If an animal injures someone or causes damage to property, the owner of the animal may be liable under the Animals Act 1971 (the Act).  The Act imposes strict liability on the owner of an animal that escapes and causes damage to land, buildings or people.  Interpretation of the Act can be unpredictable.  For example: -

In Mirvahedy v Henley 2003the House of Lords held that an owner was liable when a horse escaped and collided with a car causing serious injury.  Contrast this with McKenny v Foster 2008where the Court of Appeal found that there was no liability when a cow leapt over a 6-bar gate and collided with a car killing the driver.  The difference between the two cases turned on interpretation of the Act and whether or not the animal was acting “out of character”.

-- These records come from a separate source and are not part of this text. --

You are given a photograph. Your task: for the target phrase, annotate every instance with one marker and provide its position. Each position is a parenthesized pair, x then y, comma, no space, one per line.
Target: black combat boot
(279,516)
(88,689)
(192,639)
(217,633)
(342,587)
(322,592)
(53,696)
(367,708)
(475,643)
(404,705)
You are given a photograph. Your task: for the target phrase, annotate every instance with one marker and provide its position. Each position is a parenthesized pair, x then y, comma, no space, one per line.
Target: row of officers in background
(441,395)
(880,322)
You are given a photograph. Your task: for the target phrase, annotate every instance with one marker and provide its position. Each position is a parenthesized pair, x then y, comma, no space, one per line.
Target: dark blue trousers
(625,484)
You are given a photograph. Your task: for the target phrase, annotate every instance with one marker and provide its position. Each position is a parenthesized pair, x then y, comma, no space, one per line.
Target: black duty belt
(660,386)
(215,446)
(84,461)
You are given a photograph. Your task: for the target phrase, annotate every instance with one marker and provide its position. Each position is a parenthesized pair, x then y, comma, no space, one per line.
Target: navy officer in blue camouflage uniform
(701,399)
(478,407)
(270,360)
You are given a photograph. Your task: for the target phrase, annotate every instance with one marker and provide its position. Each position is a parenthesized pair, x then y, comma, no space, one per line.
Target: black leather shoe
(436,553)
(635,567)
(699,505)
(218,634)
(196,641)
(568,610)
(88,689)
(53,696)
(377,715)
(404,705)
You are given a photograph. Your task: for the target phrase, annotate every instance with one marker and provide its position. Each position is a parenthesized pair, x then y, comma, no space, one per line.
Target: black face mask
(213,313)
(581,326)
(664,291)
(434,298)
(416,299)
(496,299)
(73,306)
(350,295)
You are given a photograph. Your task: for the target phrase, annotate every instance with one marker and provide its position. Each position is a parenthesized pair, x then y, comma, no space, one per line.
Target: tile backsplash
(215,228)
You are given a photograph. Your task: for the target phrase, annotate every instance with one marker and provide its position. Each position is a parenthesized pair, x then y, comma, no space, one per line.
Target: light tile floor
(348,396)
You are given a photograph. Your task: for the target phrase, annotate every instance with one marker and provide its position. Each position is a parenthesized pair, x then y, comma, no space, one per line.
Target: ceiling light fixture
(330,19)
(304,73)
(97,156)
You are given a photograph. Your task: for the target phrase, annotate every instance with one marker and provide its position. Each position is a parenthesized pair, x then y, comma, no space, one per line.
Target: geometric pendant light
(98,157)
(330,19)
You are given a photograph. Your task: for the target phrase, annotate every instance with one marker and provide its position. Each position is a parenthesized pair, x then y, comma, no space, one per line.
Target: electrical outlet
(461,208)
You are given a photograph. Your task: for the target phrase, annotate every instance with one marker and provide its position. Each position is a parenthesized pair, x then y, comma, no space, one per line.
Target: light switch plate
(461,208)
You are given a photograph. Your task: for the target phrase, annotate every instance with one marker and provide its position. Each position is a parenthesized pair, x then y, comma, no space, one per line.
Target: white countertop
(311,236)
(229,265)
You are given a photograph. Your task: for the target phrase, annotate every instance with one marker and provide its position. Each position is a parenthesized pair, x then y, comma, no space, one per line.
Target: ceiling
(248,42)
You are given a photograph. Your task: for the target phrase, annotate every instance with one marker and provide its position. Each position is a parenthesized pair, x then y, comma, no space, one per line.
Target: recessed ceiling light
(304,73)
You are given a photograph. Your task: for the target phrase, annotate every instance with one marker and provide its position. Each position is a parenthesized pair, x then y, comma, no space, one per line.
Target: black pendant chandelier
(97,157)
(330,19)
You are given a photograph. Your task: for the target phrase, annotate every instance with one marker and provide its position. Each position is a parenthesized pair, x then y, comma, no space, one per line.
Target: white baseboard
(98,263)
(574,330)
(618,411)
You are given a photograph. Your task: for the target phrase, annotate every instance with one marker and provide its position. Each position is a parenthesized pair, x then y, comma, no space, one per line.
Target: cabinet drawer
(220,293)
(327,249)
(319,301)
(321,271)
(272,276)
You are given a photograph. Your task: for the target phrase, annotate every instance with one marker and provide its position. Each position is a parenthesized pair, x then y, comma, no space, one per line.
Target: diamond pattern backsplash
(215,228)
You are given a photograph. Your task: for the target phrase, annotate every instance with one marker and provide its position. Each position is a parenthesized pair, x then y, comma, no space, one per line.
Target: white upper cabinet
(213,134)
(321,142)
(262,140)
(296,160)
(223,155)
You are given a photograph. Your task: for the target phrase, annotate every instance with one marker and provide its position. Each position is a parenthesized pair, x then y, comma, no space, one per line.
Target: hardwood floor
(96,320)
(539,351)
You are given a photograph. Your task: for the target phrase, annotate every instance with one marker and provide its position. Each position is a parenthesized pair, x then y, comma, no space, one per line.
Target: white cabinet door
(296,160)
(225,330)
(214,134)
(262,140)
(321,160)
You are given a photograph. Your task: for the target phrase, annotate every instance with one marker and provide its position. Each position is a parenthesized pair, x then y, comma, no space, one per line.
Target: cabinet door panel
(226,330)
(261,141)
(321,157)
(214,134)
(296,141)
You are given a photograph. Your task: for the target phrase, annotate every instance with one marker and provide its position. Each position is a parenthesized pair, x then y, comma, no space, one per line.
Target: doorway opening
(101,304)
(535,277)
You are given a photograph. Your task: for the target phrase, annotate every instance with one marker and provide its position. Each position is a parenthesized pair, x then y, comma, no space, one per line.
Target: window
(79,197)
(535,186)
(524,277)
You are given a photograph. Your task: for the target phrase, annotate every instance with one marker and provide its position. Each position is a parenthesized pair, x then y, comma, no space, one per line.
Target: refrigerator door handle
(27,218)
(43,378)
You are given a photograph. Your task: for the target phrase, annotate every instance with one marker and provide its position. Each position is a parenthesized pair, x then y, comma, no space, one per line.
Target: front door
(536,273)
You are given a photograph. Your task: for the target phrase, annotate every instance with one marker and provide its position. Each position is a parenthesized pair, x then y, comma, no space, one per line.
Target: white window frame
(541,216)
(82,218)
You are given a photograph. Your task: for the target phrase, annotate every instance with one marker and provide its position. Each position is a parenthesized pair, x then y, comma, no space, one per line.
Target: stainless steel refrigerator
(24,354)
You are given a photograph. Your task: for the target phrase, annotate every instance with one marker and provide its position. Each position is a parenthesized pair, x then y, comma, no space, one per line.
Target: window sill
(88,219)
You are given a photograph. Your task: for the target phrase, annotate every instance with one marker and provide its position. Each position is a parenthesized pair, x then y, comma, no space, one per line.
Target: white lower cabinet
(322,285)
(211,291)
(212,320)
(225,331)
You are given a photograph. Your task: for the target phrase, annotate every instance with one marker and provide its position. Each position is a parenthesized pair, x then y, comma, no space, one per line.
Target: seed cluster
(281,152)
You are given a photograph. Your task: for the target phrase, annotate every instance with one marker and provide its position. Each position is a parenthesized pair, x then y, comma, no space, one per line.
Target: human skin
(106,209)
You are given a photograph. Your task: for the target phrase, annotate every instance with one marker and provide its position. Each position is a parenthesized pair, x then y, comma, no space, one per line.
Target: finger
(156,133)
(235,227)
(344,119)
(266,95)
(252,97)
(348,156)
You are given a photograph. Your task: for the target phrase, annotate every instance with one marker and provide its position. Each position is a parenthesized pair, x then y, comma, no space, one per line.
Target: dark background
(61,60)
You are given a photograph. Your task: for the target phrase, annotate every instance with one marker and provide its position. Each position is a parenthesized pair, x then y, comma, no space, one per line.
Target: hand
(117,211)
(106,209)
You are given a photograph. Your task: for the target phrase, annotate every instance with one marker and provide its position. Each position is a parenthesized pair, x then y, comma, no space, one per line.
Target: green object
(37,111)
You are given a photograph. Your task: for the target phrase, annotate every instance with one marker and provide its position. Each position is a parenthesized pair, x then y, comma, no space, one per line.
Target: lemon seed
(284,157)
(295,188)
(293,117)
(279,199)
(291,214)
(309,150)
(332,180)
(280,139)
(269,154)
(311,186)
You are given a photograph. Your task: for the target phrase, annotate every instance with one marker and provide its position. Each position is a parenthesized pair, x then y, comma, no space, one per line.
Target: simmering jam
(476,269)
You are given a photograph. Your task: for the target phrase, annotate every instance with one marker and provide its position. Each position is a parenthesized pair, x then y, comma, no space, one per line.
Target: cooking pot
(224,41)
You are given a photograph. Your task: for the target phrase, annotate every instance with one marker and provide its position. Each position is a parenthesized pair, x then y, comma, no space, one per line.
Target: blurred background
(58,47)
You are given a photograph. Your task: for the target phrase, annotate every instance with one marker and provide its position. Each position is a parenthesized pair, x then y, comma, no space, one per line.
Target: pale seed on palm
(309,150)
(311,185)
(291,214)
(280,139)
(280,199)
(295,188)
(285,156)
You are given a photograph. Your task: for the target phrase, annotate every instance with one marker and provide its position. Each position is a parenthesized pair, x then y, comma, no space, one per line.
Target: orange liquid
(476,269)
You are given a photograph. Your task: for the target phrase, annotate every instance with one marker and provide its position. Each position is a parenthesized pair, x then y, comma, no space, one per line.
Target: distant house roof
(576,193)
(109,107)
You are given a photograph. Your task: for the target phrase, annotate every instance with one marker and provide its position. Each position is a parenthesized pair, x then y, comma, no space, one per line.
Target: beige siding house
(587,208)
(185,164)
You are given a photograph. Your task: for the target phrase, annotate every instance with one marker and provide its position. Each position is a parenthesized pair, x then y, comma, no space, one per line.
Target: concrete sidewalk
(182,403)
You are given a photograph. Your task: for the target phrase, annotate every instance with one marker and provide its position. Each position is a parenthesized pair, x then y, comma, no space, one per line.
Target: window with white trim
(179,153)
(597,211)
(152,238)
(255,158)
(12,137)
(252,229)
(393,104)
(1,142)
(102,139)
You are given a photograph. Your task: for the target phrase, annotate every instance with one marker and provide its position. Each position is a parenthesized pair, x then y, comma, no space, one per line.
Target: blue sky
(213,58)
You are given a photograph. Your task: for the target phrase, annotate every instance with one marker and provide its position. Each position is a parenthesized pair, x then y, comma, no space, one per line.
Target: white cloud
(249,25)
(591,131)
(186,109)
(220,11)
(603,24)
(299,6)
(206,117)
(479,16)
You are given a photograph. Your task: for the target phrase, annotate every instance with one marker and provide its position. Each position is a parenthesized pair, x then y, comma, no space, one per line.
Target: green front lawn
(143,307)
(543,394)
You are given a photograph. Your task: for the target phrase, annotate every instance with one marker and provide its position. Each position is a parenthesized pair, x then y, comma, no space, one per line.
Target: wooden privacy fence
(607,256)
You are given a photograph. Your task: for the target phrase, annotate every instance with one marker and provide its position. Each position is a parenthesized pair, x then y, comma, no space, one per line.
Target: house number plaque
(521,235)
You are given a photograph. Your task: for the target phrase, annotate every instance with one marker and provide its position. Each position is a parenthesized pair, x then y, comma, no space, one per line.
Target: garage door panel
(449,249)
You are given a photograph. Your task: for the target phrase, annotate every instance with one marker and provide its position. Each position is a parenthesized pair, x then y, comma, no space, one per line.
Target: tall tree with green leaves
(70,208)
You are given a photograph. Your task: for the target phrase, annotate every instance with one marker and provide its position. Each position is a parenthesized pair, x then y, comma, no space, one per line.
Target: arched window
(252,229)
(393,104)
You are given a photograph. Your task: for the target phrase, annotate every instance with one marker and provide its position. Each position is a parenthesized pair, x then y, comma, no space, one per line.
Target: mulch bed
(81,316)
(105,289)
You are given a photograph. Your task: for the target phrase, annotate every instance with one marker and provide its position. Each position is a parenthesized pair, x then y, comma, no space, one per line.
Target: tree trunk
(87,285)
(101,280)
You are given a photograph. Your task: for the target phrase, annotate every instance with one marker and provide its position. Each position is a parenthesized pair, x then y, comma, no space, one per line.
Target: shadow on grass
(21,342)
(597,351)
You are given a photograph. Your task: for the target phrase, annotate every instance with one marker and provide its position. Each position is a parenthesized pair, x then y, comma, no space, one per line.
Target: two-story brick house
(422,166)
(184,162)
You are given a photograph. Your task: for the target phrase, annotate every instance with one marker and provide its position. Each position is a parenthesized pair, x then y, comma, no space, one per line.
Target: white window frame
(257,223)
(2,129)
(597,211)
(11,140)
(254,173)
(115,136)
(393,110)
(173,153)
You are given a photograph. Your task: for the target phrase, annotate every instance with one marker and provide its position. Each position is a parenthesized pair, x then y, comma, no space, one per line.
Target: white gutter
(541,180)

For damage caused by an animal (not belonging to a dangerous species), a farmer would be liable if:

  • The damage is of a kind which the animal, unless restrained, was likely to cause; or
  • The damage was due to characteristics which are not normally found in animals of that species or which are not normally found except at particular times or in particular circumstances;
  • The characteristics of the animal were known to the keeper.

Whilst there have been calls for the Act to be reformed, until this happens livestock keepers should ensure that they fully insure against such claims.

In a case in 2011, a car collided with a Charolais steer on a dual carriageway.  The cow was killed and the driver suffered significant injuries.  In bringing a case against the farmer the Court dismissed a negligence claim but found against the farmer under the Act. The facts proved that the steer had jumped a 6ft fence, that the fencing had been entirely appropriate and that the steer forced its way through a number of hedges and fences before it reached the road.  The expert commented that the steer must have been startled or spooked causing it to leap the fence and escape.  There was no evidence that the steer’s behaviour before the accident influenced the accident.  The Court concluded: -

Charolais could be “flighty” meaning they would rapidly respond to unexpected events and take evasive action.  This included reactions to strange places, loud noises or sudden darkness.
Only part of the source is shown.